DVD roundups. Jordan Cronk and Kathie Smith (In Review Online), Ed Gonzalez (House Next Door), Mark Kermode (Observer), Harley W Lond (Cinematical), Paul Matwychuk and Heather Noel, Noel Murray (LAT) and Stephen Saito (IFC).

 

MORE EVENTS


The 2011 Short Film Competition: "Completing the list of the Official Selection of the 64th Festival de Cannes, and composed this year of nine films from nine different countries, the 2011 competition brings together a great variety of cinematographic concepts, differing in style, genre, length and national origin." Earlier: The Critics' Week and Directors' Fortnight lineups.

San Francisco's Artists' Access Television is celebrating the first five years of the ATA Film & Video Festival with Playback: 2006-2010, happening this evening at the Roxie.

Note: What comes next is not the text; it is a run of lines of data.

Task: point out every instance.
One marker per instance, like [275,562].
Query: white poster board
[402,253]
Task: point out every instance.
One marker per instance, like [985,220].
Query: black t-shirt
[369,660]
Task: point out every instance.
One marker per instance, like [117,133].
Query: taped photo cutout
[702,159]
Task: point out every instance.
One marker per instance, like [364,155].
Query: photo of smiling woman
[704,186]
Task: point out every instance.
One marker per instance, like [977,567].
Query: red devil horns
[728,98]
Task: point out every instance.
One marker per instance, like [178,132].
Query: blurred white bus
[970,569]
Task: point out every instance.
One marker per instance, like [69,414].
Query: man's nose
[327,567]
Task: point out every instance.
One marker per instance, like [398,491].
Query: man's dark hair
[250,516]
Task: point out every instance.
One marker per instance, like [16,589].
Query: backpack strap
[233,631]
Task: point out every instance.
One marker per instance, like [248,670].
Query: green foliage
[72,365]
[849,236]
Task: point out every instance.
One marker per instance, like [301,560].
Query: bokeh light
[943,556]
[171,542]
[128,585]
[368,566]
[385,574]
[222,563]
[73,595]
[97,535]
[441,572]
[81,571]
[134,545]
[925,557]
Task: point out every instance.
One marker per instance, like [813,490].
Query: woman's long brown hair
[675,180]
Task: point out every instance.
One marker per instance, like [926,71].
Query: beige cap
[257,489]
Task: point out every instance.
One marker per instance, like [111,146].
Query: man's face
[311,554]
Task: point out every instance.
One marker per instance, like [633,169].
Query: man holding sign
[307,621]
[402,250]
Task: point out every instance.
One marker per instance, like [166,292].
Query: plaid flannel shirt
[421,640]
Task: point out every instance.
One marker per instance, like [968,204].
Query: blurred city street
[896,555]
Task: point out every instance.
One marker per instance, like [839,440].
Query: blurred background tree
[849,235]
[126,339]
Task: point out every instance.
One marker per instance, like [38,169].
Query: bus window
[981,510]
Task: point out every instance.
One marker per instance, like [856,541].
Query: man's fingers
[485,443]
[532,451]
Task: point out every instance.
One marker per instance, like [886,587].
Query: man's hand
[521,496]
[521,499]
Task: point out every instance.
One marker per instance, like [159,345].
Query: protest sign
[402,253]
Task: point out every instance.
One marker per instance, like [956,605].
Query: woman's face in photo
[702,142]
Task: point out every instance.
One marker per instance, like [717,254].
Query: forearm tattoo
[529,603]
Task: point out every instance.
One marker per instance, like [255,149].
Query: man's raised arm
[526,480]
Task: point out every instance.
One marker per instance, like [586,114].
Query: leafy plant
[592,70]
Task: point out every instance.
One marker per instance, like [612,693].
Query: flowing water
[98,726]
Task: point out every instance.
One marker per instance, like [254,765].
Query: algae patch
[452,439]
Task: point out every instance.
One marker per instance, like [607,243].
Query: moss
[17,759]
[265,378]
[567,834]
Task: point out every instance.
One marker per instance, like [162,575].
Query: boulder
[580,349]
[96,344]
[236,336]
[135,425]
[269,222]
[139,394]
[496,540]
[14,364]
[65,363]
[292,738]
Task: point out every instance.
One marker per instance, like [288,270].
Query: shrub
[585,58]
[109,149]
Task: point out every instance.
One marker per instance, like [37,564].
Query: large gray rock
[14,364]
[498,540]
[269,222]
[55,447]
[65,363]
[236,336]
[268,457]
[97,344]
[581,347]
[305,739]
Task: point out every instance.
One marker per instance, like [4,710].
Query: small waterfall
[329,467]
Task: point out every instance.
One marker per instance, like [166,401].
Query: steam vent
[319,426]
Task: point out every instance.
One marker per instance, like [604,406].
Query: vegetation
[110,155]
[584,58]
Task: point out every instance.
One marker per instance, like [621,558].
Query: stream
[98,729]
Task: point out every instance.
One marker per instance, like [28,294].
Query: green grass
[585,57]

On the other coast, Rooftop Films has announced the lineup for their 15th Annual Summer Series. It'll be one thing or another — screenings, live events, what have you — every weekend from May 13 through August 20.

 

IN OTHER NEWS


The new issue of La Furia Umana features — in English; there's more in Spanish and French — Nicole Brenez and Toni D'Angela's conversation with Monte Hellman, Jonathan Rosenbaum and Toshi Fujiwara on Cockfighter (1974), Maxime Renaudin on Hellman's work in general, an anecdote from Steven Gaydos and Hellman himself on Victor Erice's The Spirit of the Beehive (1973). Plus, "Some Thoughts on Film and Reality (About Road to Nowhere).

In the new Spring 2011 issue of Filmmaker, Scott Macaulay talks with Mark Ruffalo about his directorial debut, Sympathy for Delicious, and James Ponsoldt asks David Robert Mitchell about The Myth of the American Sleepover.